Finance platform relocates to novel digital address following successful resolution of DNS assault.
In a recent development, the DeFi platform Curve Finance suffered a DNS hijacking attack in May 2025, compromising its original domain curve.fi. The incident put the DeFi community on high alert, exposing a critical weak point in the platform's security - the web layer.
The attack redirected users to a fake website designed to steal funds through phishing. In response, Curve Finance took immediate action to mitigate the risks.
Firstly, the team promptly warned users of the hijacking and worked to regain control over their domain to stop the malicious redirection. This was followed by a migration to a new official domain, curve.finance, to strengthen defenses and restore user confidence. The migration was accompanied by clear and constant communication through official channels.
Curve Finance also expanded its operational footprint by launching on Etherlink, an EVM-compatible Layer 2 blockchain built on the Tezos network. This move diversified their infrastructure, potentially reducing reliance on a single centralized infrastructure point vulnerable to such attacks.
In addition, Curve supported Etherlink’s "$3M Apple Farm Season 2" rewards program to accelerate DeFi activity. This focus on building a more resilient and incentivized ecosystem indirectly supports platform health and security.

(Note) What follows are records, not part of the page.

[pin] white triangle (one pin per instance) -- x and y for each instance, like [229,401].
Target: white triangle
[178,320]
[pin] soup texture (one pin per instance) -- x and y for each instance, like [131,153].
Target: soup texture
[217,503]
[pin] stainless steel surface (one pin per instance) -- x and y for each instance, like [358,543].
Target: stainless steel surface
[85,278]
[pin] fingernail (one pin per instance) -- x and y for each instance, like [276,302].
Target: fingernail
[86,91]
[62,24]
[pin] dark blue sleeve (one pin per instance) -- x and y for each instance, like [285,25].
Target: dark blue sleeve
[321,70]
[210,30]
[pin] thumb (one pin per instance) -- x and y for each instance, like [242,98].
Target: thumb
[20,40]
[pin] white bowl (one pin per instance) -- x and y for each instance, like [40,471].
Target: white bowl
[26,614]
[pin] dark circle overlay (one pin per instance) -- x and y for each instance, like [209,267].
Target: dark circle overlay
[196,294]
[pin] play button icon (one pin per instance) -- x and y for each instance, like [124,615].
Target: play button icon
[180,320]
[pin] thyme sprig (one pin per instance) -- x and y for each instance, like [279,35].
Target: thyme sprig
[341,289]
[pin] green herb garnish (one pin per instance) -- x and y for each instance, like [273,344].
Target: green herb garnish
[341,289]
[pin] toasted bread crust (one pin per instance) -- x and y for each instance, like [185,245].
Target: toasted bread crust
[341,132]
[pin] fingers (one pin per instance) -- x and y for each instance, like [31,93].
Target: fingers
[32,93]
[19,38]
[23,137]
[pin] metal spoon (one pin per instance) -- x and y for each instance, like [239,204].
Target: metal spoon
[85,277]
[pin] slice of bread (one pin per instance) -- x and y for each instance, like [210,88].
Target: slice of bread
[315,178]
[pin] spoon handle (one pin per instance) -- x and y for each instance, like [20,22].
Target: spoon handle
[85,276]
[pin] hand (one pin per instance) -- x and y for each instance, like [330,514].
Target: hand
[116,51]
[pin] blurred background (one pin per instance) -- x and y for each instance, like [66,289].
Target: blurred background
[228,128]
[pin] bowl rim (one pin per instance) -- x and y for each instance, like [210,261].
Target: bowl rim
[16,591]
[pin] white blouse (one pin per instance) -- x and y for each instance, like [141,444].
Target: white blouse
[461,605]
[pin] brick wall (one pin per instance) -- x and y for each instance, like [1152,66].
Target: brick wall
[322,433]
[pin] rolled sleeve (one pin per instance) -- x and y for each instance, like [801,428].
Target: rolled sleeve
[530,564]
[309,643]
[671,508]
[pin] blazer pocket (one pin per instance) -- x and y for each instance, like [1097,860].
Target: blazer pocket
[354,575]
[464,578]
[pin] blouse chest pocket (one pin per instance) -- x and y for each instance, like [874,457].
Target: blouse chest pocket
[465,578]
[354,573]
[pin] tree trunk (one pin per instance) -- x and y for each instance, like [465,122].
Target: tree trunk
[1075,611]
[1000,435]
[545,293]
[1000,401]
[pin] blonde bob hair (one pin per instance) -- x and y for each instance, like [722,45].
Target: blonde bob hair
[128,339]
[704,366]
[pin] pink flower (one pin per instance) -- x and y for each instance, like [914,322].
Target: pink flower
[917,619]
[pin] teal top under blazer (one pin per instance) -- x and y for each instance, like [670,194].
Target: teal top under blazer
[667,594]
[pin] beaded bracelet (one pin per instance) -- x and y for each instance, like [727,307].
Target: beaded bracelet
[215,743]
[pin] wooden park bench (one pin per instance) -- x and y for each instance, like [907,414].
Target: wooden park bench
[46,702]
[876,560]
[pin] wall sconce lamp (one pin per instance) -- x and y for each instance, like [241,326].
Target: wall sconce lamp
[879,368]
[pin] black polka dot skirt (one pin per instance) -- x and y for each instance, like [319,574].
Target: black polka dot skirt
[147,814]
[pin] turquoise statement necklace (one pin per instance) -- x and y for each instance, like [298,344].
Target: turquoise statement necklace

While explicit technical details on hardening DNS or web infrastructure were not extensively detailed, these strategic steps suggest an approach combining increased transparency, infrastructure diversification, and ecosystem incentives to mitigate future risks linked to centralized points of failure like DNS hijacking.
The temporary loss of the original domain during the attack posed risks to users, highlighting the need for vigilance. Navigating only through official channels and verifying URLs are key practices to avoid phishing and fraud. Participating in official communities and forums can provide early alerts about fraud attempts and updated recommendations.
It is important to note that the investment in cryptocurrencies is not fully regulated and may not be suitable for retail investors due to its high volatility, with a risk of losing the entire amount invested.
The vulnerability in the DNS layer underscores the critical need for robust domain security practices and multi-layered defense strategies within decentralized finance platforms. The repetition of this attack pattern underscores the urgent need to strengthen security in domain management and DNS infrastructure in DeFi projects.
Prevention in the DeFi industry is a joint effort between robust platforms and informed users. Continuous education and the adoption of good practices are the best defense against attacks that exploit trust and lack of attention. It is recommended to avoid interaction with suspicious sites or unconfirmed links.
The attack did not affect the blockchain infrastructure and smart contracts of Curve Finance, avoiding direct protocol losses. As the DeFi landscape continues to evolve, it is crucial for platforms to prioritize security measures, especially in the web layer, to protect users and maintain trust.
- To prevent future DNS hijacking attacks, Curve Finance should consider implementing cybersecurity measures aimed at strengthening the domain security practices within their DeFi platform.
- As the DeFi landscape evolves, it's essential for users to practice safety by navigating only through official channels, verifying URLs, and avoiding interaction with suspicious sites or unconfirmed links, as these are key practices to avoid phishing and fraud.